Speaker: Vincent Tung
Affiliation: University of California-Merced

Dr. Vincent Tung

Assistant Professor

School of Engineering, University of California, Merced

Electrohydrodynamic-assisted Crumpling of MoS2 for Highly Efficient Hydrogen Evolution Reaction

Recent interest in reconfiguring the global energy infrastructure away from fossil fuels and toward carbon-neutral energy has continuously propelled the resurging research interest in Hydrogen Evolution Reaction (HER). While platinum (Pt) remains the current benchmark for HER, the elemental scarcity, high cost and poor stability against nanoparticle coarsening and agglomeration impose practical limitations. To qualify as a viable alternative to Pt, the catalyst must simultaneously fulfill the following essential factors, (a) high total electrode activities, e.g., overpotentials, Tafel slope, cathodic and exchange current densities at a low geometric mass loading, (b) tailored intrinsic activity, e.g., turnover frequency (TOF), (c) structural integrity and (d) scalability and easy to integrate process. The rise of 2-dimensional (2D) molybdenum disulfide (MoS2) offers intriguing possibilities for realization of a transformative new catalyst capable of replacing Pt for driving the HER in next generation energy conversion devices. Harnessing the outstanding catalytic properties of 2D MoS2 requires the exposure of catalytically active edges, and activation of its inert basal plane while maintaining its single-layered-form, structural integrity, and scalability. In this talk, I will discuss our recent discovery on the first stimuli-induced dimensional transition enabled by a template-free, high throughput electrohydrodynamic approach, that synergistically isolates and transforms 2D chemically-exfoliated-MoS2 (ce-MoS2) to 3D crumpled nanostructures (c-MoS2). Specifically, the combination of highly accessible surface area emanating from hierarchically porous morphology, internal edges, and sulfur (S) vacancies intrinsic to ce-MoS2 coupled with localized conformational strain at both atomic- and nano-scales via self-crumpling allows us to simultaneously achieve state-of-art total electrode and intrinsic activities among MoS2-based catalysts while using a fully scalable processing route.

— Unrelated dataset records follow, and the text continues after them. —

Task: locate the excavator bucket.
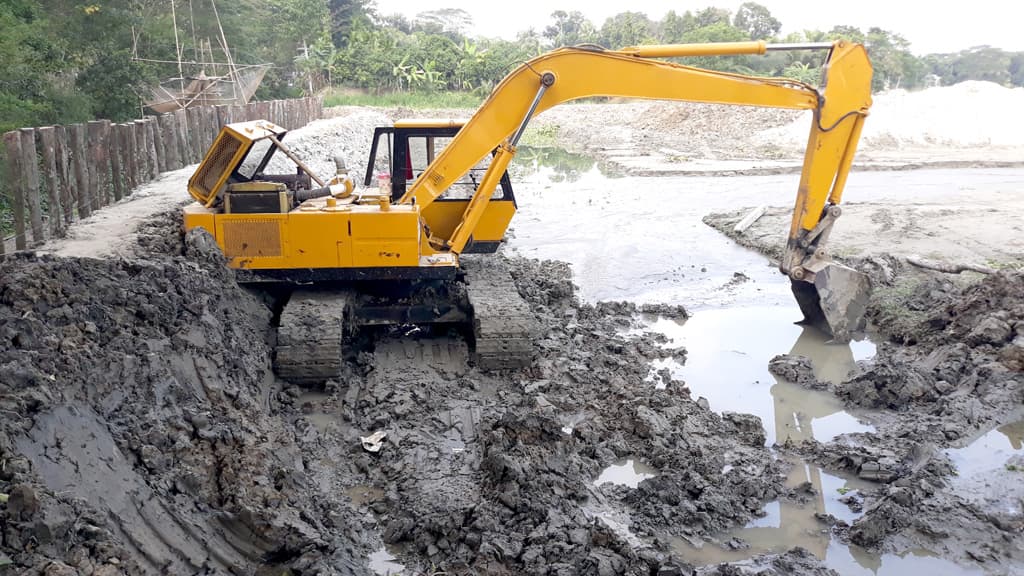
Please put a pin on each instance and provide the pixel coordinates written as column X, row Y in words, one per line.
column 835, row 301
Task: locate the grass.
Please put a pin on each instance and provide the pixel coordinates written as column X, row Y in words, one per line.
column 406, row 99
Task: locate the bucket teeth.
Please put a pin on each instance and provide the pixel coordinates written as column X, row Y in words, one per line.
column 835, row 301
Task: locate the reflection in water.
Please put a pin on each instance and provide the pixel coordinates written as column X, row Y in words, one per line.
column 309, row 402
column 559, row 164
column 627, row 471
column 1015, row 434
column 989, row 452
column 739, row 381
column 383, row 562
column 734, row 380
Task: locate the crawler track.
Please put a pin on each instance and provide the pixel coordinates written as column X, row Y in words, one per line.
column 310, row 337
column 504, row 325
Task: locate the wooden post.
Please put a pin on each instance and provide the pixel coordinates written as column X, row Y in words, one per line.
column 105, row 176
column 80, row 169
column 118, row 153
column 141, row 153
column 195, row 133
column 158, row 144
column 223, row 115
column 94, row 138
column 30, row 167
column 15, row 175
column 65, row 175
column 47, row 146
column 151, row 150
column 167, row 135
column 213, row 125
column 131, row 132
column 181, row 127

Vincent Tung is an Assistant Professor at the School of Engineering, University of California, Merced. He received his Ph.D. degree in materials science and chemistry from the University of California, Los Angeles in 2009 with honor and became an Initiative for Sustainability and Energy at Northwestern (ISEN) postdoctoral research fellow at the Northwestern University in 2010. His main research interest is in the general area of material chemistry and assembly for energy harvesting and storage. He is the recipient of an America Chemical Society Petroleum Fund New Doctoral Investigator Award, and the Research Excellence Early Career Investigator Award by the Graduate Council at the University of California. He is also a die-hard fan of Red Sox and enjoys a cup of coffee at Blue Bottle and Sight glass.